Too many design options tends to backfire. An agreed number of designs/comps for first exploration takes into account not only budget considerations but also the client’s appetite for creative choices. Presenting significantly more than the agreed upon number of comps can:
- Upset client confidence that you’re sure of the goals and objectives,
- Make the firm appear overzealous and not budget conscious,
- Take too long to present and be overwhelming to absorb.

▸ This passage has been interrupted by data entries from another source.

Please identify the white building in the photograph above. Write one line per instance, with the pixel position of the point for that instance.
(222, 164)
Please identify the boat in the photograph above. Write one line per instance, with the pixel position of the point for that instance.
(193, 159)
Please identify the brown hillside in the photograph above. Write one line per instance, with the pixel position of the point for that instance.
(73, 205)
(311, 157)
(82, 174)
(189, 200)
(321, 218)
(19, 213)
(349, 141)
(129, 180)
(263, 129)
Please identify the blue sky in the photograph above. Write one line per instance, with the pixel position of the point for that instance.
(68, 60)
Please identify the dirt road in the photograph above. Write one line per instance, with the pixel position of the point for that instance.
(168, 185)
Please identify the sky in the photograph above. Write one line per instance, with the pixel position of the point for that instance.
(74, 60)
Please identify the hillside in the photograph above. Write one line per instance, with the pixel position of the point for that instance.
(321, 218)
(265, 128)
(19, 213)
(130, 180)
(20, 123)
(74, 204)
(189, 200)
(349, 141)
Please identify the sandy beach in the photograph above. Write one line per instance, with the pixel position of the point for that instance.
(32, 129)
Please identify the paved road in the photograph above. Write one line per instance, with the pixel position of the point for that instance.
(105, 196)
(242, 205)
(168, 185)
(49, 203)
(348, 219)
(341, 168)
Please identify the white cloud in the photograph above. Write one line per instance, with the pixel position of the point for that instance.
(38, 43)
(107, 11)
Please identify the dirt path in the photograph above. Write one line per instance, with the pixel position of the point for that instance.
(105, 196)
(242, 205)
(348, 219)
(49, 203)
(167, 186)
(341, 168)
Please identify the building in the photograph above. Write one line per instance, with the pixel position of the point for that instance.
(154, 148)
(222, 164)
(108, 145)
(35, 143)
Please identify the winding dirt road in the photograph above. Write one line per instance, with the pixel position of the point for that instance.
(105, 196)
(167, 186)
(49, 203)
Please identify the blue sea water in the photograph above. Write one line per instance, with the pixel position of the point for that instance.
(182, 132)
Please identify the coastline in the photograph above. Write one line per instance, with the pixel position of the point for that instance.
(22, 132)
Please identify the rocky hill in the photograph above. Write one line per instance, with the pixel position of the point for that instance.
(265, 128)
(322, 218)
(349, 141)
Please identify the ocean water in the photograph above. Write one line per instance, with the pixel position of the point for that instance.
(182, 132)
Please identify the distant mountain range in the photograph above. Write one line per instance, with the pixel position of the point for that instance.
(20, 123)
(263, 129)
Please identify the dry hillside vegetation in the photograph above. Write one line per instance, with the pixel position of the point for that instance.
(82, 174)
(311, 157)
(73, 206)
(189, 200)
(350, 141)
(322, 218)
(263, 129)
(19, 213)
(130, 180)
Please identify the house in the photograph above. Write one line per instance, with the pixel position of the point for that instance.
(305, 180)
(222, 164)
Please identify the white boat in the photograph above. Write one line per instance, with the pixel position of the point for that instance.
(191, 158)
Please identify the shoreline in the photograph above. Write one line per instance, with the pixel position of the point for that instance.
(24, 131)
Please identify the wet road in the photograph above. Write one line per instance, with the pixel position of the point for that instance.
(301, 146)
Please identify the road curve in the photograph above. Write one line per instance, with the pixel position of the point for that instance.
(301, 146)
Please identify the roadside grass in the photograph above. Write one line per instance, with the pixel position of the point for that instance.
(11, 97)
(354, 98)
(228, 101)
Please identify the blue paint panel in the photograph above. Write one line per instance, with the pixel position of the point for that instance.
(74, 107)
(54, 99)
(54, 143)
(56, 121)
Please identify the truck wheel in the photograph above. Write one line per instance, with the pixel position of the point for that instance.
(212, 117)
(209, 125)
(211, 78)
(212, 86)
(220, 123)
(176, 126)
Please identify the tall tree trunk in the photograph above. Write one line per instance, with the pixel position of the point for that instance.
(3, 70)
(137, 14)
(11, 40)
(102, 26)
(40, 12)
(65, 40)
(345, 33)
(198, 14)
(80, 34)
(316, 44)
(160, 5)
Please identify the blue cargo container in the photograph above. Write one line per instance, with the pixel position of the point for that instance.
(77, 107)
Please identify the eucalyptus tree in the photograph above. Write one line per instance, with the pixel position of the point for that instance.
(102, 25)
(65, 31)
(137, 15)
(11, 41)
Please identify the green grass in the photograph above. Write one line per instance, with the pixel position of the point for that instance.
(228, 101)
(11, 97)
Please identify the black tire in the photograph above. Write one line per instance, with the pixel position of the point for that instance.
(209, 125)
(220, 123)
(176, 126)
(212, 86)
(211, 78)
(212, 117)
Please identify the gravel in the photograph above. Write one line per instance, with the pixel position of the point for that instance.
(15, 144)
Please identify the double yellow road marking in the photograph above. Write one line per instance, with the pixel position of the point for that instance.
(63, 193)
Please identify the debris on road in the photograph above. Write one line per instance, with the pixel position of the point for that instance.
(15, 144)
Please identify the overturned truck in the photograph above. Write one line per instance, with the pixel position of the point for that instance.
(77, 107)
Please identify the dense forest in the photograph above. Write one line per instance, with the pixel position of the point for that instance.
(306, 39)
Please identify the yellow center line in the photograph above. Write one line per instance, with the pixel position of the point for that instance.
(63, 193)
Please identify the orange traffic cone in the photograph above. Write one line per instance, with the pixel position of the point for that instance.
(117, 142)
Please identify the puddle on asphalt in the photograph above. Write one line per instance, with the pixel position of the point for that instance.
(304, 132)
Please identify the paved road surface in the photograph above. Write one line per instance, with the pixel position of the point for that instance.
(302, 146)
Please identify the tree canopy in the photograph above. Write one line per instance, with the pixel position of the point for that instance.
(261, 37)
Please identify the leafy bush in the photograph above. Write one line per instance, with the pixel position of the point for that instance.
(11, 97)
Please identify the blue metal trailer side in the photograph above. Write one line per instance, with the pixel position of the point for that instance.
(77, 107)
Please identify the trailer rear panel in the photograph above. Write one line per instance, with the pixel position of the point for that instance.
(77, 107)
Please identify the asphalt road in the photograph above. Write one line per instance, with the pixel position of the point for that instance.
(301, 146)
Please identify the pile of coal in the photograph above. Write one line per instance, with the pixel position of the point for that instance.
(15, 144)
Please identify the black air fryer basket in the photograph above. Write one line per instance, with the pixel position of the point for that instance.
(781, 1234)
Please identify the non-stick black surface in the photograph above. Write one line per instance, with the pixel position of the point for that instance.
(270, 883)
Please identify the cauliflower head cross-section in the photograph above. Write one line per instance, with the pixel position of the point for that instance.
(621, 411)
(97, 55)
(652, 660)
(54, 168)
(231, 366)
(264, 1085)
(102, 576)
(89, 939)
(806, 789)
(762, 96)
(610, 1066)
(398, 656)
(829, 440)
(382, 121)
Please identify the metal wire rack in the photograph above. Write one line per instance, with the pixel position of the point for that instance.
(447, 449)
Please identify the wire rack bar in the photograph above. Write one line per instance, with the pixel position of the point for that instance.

Creating consumer preferences through package design
Research shows that well over two-thirds of consumer product purchase decisions are made at point of sale. In some categories, impulse purchasing at shelf accounts for 85% of sales. It is evident that brand identity and package design drive this important dynamic. In terms of recall, also known as “brand equity” cross-category studies show that in unaided awareness tests consumers remember more about the package than they do about advertising or promotions. Hundreds of equity studies confirm that consumers recall the colour of a package first, the shape or structure second, and the style of a brand’s logo third. This proves the most recognized components are design-related.
Don’t settle for parity in your packaging design
Many packages are overlooked on the shelf; in fact over 30% are not even seen by consumers. Achieving shelf impact doesn’t just consist of shouting louder than the products next to you, it means understanding what will draw your consumer to your package. The target consumer may be lured by packages featuring clean simplicity, a photographic style, certain shapes and colors, or certain kinds of typography. Whatever the design specifics, a package must become the only one a target buyer sees.
Design easy differentiation, don’t drown in a sea of sameness
Unfortunately, too often, consumers find lots of similar-looking packages that form a sea of sameness. There is parity, or seemingly equal value, in packaging and products. Many companies start out with a hiss and a roar but fail to keep pace with how consumer and cultural trends work in packaging.
Designers and marketers must observe a product’s position in relationship to its competition by determining where it falls on the parity line. Is the brand taking risks and standing out by being above the line? Or is it playing it safe, blending in with competitors, and staying below the line?
Fighting parity within your category is worth working through being uncomfortable. Great brands stand out.